「神父兄様、会えないの? 姉様…」
「うん、神父ったら部屋に閉じこもちゃって… だから今日は二人だけで遊びなさい」
翌日の午後、教会前に訪れたコハルとミク。ハルからそう告げられていた。
しょんぼりとうつむいたままのミクの肩に手をそっと置くコハル。
「ミクちゃん… 一緒に遊ぼ」
ミクの手を引くと森に向かって歩いて行く。
「ちょっと二人とも!、あまり森の深くに入らないで遅くならにうちに家に帰りなさいよっ!」
「はーい!」
元気一杯に答えるコハルであった。
「…コハルちゃん、あんまり森の奥に行くのはダメだよぉ…」
「へいき!、昼間の森はとてもきれいだから!」
ミクを励まそうとするコハル。
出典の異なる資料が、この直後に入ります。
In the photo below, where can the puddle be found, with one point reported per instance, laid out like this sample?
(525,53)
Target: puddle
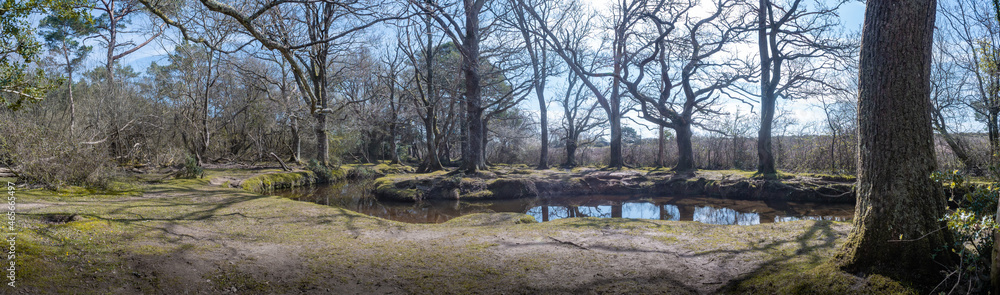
(357,196)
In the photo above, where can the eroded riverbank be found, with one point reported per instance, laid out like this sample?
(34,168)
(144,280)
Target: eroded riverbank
(189,236)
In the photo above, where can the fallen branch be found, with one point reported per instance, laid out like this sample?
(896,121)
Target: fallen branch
(569,243)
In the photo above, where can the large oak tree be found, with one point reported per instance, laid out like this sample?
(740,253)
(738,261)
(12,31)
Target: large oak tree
(896,220)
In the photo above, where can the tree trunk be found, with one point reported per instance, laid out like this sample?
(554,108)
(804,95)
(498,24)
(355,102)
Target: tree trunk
(393,154)
(322,142)
(765,156)
(473,161)
(685,154)
(896,220)
(204,118)
(570,153)
(543,157)
(431,161)
(72,104)
(616,160)
(296,141)
(994,132)
(660,148)
(833,150)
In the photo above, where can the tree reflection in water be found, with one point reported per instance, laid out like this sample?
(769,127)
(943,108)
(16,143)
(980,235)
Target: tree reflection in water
(356,196)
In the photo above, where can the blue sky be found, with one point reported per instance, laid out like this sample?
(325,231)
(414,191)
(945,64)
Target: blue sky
(803,111)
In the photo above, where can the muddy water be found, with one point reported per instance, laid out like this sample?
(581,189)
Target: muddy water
(356,196)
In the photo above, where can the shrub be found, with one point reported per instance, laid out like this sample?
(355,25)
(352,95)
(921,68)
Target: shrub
(324,174)
(972,224)
(43,156)
(191,169)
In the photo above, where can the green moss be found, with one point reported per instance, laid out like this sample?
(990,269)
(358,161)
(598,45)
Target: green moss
(478,195)
(806,278)
(386,188)
(269,182)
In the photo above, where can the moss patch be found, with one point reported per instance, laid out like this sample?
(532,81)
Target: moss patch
(272,181)
(807,278)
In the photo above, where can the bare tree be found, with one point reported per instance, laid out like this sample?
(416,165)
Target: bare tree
(896,225)
(698,46)
(803,36)
(557,41)
(467,35)
(541,66)
(949,97)
(427,101)
(973,26)
(329,28)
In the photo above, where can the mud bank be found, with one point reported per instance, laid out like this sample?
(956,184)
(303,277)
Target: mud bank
(519,183)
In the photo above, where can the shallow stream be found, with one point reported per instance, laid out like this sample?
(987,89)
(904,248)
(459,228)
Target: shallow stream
(357,196)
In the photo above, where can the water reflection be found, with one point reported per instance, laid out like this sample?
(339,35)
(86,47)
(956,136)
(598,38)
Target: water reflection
(357,197)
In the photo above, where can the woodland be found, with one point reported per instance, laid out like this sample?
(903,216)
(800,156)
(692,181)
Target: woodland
(172,124)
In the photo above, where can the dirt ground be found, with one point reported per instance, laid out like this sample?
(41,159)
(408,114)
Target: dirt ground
(190,236)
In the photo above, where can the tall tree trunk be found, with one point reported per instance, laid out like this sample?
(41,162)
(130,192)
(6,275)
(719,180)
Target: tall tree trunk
(205,136)
(322,142)
(616,160)
(393,154)
(685,153)
(473,161)
(72,104)
(570,153)
(431,161)
(660,148)
(994,131)
(833,151)
(296,141)
(953,143)
(765,156)
(543,157)
(896,219)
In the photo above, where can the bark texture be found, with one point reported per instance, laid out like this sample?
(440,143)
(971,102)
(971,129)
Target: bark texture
(896,228)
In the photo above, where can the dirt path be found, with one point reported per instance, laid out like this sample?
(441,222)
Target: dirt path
(188,236)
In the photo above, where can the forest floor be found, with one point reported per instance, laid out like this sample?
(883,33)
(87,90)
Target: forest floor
(190,236)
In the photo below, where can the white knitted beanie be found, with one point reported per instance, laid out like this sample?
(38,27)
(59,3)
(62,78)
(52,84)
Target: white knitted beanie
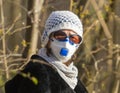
(61,20)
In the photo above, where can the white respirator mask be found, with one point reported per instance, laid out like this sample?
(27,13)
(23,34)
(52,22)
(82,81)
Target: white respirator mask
(63,50)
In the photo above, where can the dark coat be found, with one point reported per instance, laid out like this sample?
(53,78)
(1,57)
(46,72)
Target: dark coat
(40,77)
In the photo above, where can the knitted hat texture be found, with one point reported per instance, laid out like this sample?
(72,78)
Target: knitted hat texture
(59,20)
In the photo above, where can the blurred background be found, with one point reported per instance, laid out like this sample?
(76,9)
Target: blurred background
(98,58)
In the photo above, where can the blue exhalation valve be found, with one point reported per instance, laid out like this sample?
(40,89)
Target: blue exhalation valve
(64,52)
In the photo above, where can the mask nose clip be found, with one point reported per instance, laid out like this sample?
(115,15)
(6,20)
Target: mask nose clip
(64,52)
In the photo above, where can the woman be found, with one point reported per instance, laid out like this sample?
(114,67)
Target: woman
(52,70)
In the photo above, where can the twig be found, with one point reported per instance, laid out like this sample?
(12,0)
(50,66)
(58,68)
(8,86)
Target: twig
(4,40)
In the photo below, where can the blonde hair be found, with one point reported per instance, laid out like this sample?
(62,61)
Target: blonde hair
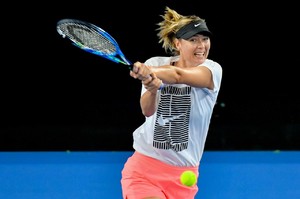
(172,22)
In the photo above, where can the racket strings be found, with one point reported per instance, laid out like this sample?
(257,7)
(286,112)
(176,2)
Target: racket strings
(88,38)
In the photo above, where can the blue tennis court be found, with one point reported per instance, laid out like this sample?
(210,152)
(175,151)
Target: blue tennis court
(96,175)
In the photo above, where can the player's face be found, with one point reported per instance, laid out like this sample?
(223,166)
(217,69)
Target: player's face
(195,49)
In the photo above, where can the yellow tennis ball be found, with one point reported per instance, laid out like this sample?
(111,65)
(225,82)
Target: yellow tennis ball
(188,178)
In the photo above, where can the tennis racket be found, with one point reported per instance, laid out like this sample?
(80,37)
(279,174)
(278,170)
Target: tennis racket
(92,39)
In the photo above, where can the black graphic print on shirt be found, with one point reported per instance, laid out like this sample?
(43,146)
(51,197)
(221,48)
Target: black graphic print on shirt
(172,121)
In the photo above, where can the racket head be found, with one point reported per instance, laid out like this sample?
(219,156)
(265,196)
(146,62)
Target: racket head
(92,39)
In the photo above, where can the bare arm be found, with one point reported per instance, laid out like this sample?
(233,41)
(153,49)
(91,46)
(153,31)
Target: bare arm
(199,76)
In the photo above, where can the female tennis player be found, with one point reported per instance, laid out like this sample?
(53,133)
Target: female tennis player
(177,116)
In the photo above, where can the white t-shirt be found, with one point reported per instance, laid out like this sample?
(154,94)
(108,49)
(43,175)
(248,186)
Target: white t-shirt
(177,131)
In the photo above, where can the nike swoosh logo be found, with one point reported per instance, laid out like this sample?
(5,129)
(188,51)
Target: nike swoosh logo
(163,121)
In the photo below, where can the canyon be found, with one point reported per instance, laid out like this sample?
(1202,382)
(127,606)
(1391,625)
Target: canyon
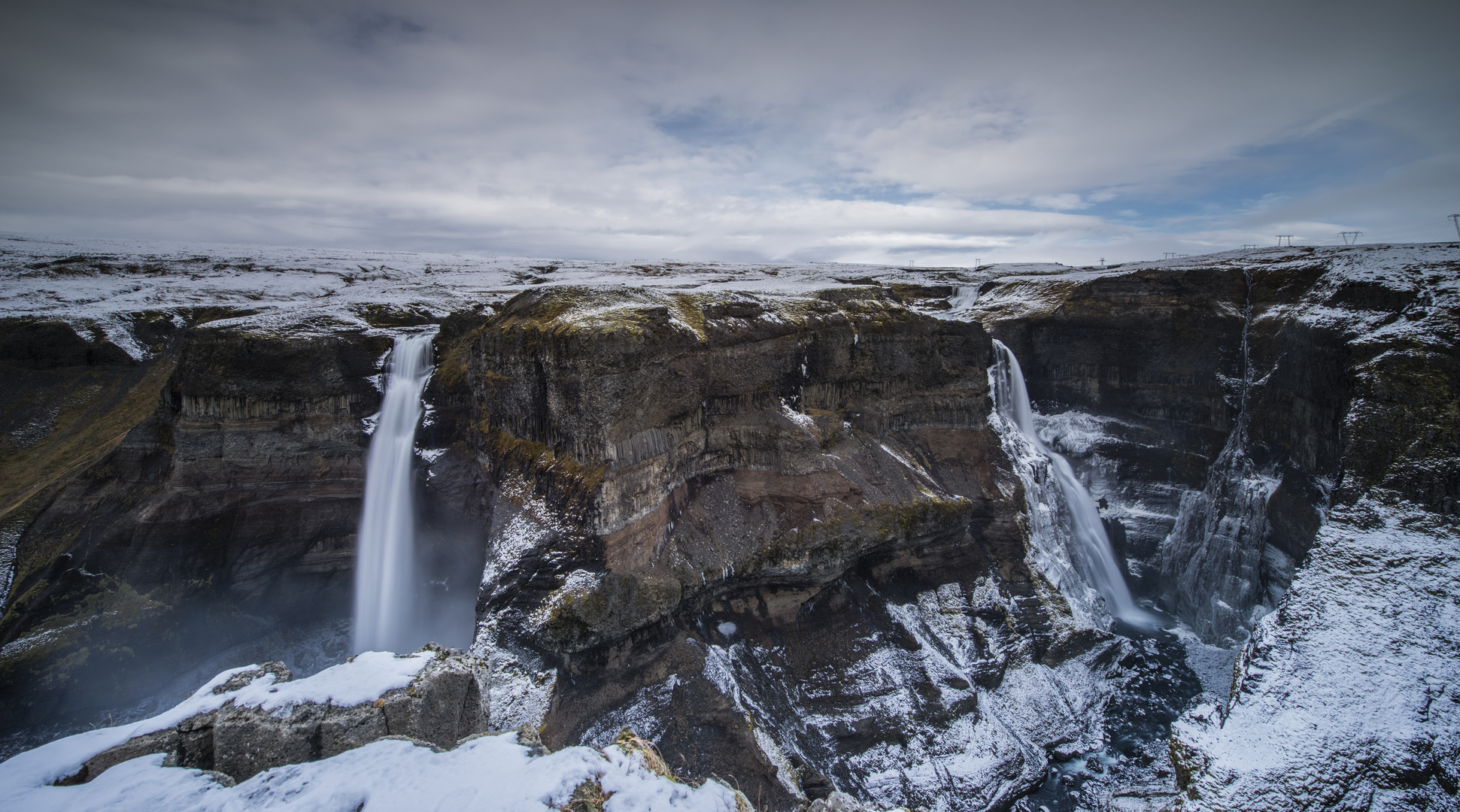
(768,517)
禁じられた森の中へと踏み込み始める二人。
飛び立つ小鳥を見る。
「あっ、あの鳥さんのお名前はなんだっけ?」
「…んーと、あたしも忘れちゃった」
「お花もたくさん咲いているわ ね、きれいでしょう?」
「うんっ、すてきね 森の中がこんなって知らなかったぁ…」
ミクに笑顔が戻りつつあると、さらに足を速めていく。
「前に父様に馬で連れてきてもらったことがあるの! もっと先に泉が湧いているところがあるから、そこまで行こぅ!」
「うんっ!、駆けっこしよ!」
足早に森の中を分け入っていく二人。知らず知らずのうちに時は過ぎ去っていく。
やがて二人は大きな泉に辿り着く。少し疲れてしまったミク、コハル、泉の脇に座り互いに清水を手に取り飲み始める。
「プハーっ!」「ぷはーっ!」
満足すると泉の脇に二人とも寝転ぶ。
「なんか、あたし酒場のお客さんみた~い あはははは…」
「そうなの~?、あはははは…」
樹々の間から差し込む木漏れ日の暖かさを感じると、いつのまにか二人は眠り始めてしまった。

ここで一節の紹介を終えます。